The Food Lover’s Guide to Paris ($4.99, iOS 5 or later) is an electronic version of Patricia Wells’ classic guide book of the same name. It contains over 350 brief reviews written by this established restaurant critic and cooking teacher after 15 months of “visiting, re-visiting, and testing the best of culinary Paris.” Features include listings broken out by category, price and neighborhood, a glossary of French food terms, a somewhat finicky keyword search option and the ability to create one’s own list of favorite spots, as well as an existing list of Wells’ favorites, such as Philou with its “moist and meaty pig’s cheeks.”

For those who feel that dessert is the only meal that matters, there is Paris Pastry ($3.99, iOS 4.3 or later).
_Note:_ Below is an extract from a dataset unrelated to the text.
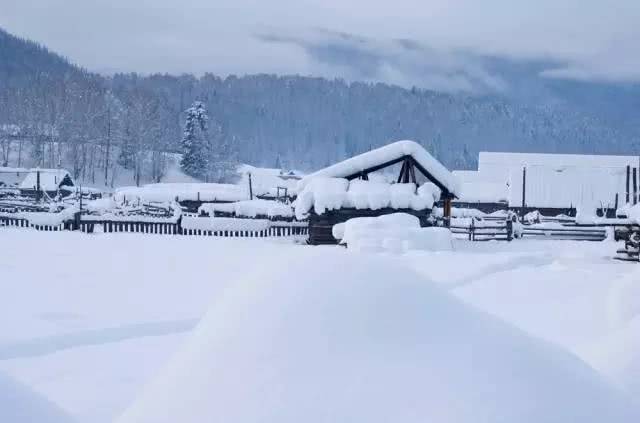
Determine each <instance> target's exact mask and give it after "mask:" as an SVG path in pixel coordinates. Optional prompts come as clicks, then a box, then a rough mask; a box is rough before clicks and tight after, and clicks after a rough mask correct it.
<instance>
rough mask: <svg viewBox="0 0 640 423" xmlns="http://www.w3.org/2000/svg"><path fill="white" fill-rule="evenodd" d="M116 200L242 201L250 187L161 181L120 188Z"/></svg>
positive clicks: (247, 197) (230, 185)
This app surveys over 300 of the best Parisian pastry, chocolate, candy and hot chocolate shops and is written by David Lebovitz who was a cook at Berkeley’s Chez Panisse in the 90’s before running off to Paris to be an author. Features include a glossary, tons of photos, a variety of search options, Twitter integration and his list of Top 25 locales, such as Fouquet and its “uber-thin spice cookies enrobed in dark or milk chocolate.” The one downside to this app is that it is entirely web-based. No network connection and you go hungry.

Both apps have the ability to provide, via Google Maps, directions from one’s current location to the restaurant of their choosing. Activating this feature from New York results in the sad notification that it’s a 519 hour drive to the rue Royale, with significant water hazards.